Hasan Erkan, gecenin sürmeli gözlerinden yârin resmini çalarken çocukluğa uzanan bir hikâyenin kapısını araladı.
Hatice Yağmur, hayata sımsıkı tutunmuş bir öğretmenin asaletini taşıyordu.
İbrahim Yolalan, Uçuk Havarinin Son İtirafı’nda elleri ıhlamur kokan berber çırağından son kez doğacak güne kadar; kaynayacak ırmaklardan yedi gün yedi gece vurulacak davullara kadar uzanırken, “Ne çok Tanrı yağacak” diyerek insanı tefekküre sürükledi.
İhsan Uğraş, güzel bir koşmayla duygu ikliminde gönülleri ıslatırken, İsmail Özmel “Ne Güzelsin Boğaziçi” diyerek Niğde’den sağdığı güzelliklerle İstanbul’a doğru bir yolculuk yapmamıza vesile oldu.
Mehmet Baş, şiiri kıymık gibi beyninde taşırken fikir atmosferindeki anaforları “Korsan Yürüyüş” ile şiirine yansıtmıştı.
 “Sonra Issız” diyen Murat Soyak şiiriyle fay hattında kırılan yüreklerin deprem gerçeğini hüzün ikliminde sundu.
Erdal Noyan, Gökhan Demircioğlu, Fikret Dikmen, Harun Kaya, Hüseyin Kirişçi, Hüseyin Taşova, İbrahim Eryiğit, İbrahim Şaşma, Sabri Özdağ, Serdar Şahin programın diğer şairleriydi.

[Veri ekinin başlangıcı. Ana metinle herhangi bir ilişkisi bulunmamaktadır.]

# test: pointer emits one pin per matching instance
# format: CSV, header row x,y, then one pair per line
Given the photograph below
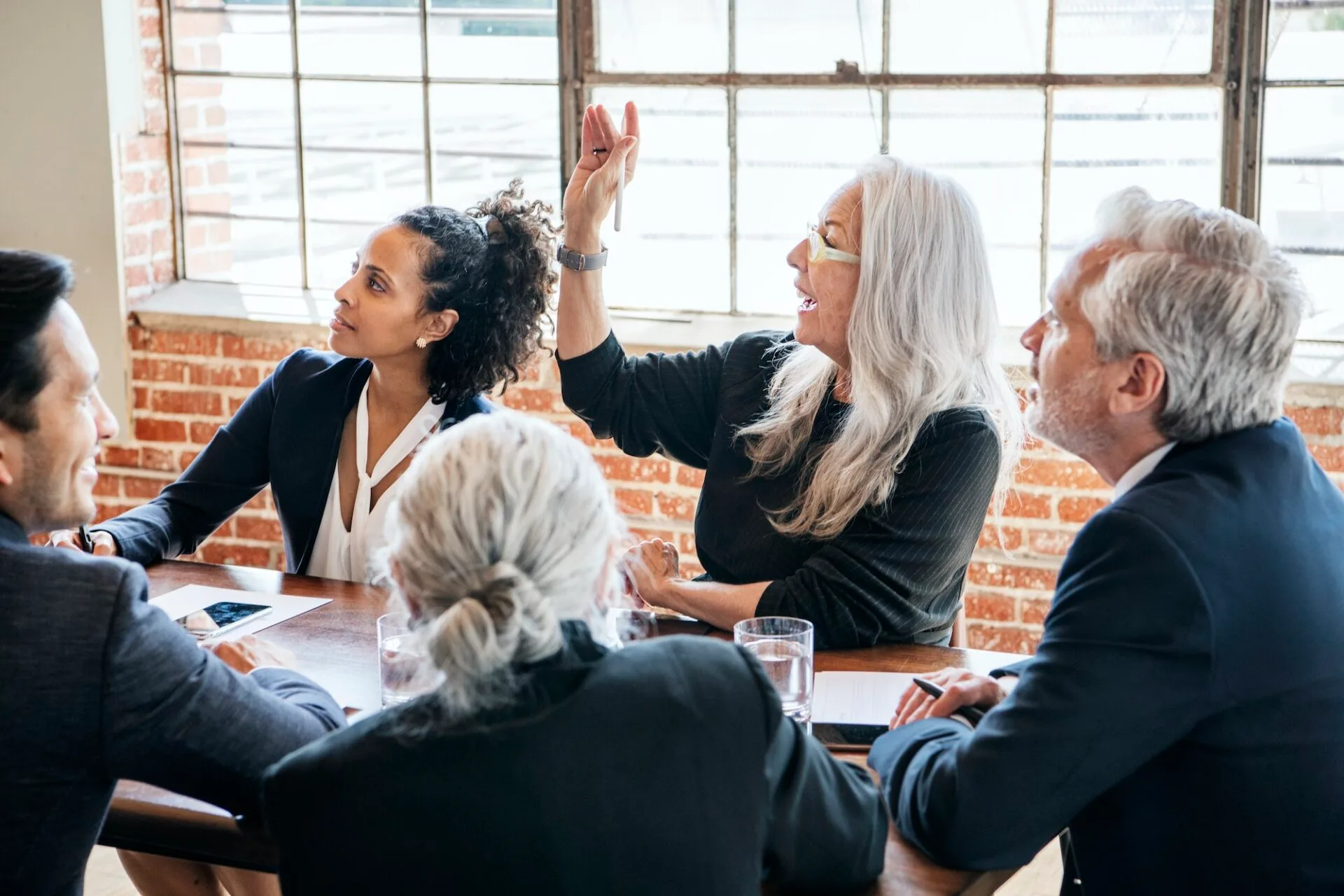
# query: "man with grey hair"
x,y
1183,718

Son olarak “Semavi ilhamlarla şiirinin dokusunu işleyen, akşam hüzünlerine gözyaşlarından inciler dizen, sevmesini bilenlere Süveyda ile yol gösteren zaman ve mekân ötesinin şiirine talip, Kayseri’den aramıza katılan değerli hanımefendi şair ve yazar” diye davet edildiğim programda, mazinin kundağından derlediğim bir şiirle davete icabet ettim.
İl Kültür Merkezi'ndeki şiir şöleninde Vali Âlim Barut’tan Belediye Başkanı Faruk Akdoğan’a kadar, Cumhuriyet Başsavcısından kurum müdürlerine kadar açılan seyirci yelpazesi, Niğdeli şiir severlerle beraber programı ödül töreni de dâhil sonuna kadar izledi. Bu Niğdelilerin ve Niğde’ye hizmet edenlerin kültür sanata verdiği değerin bir göstergesiydi.
Etkinlik düzenlemek emek ister. Yazarlar ve Sanatçılar Birliği (YAZSANBİR) başkanı Hayrullah Eraslan’ın ve Halil İbrahim Tongur beyefendinin ev sahipliğinde emeği geçen herkese teşekkürlerimi sunarım.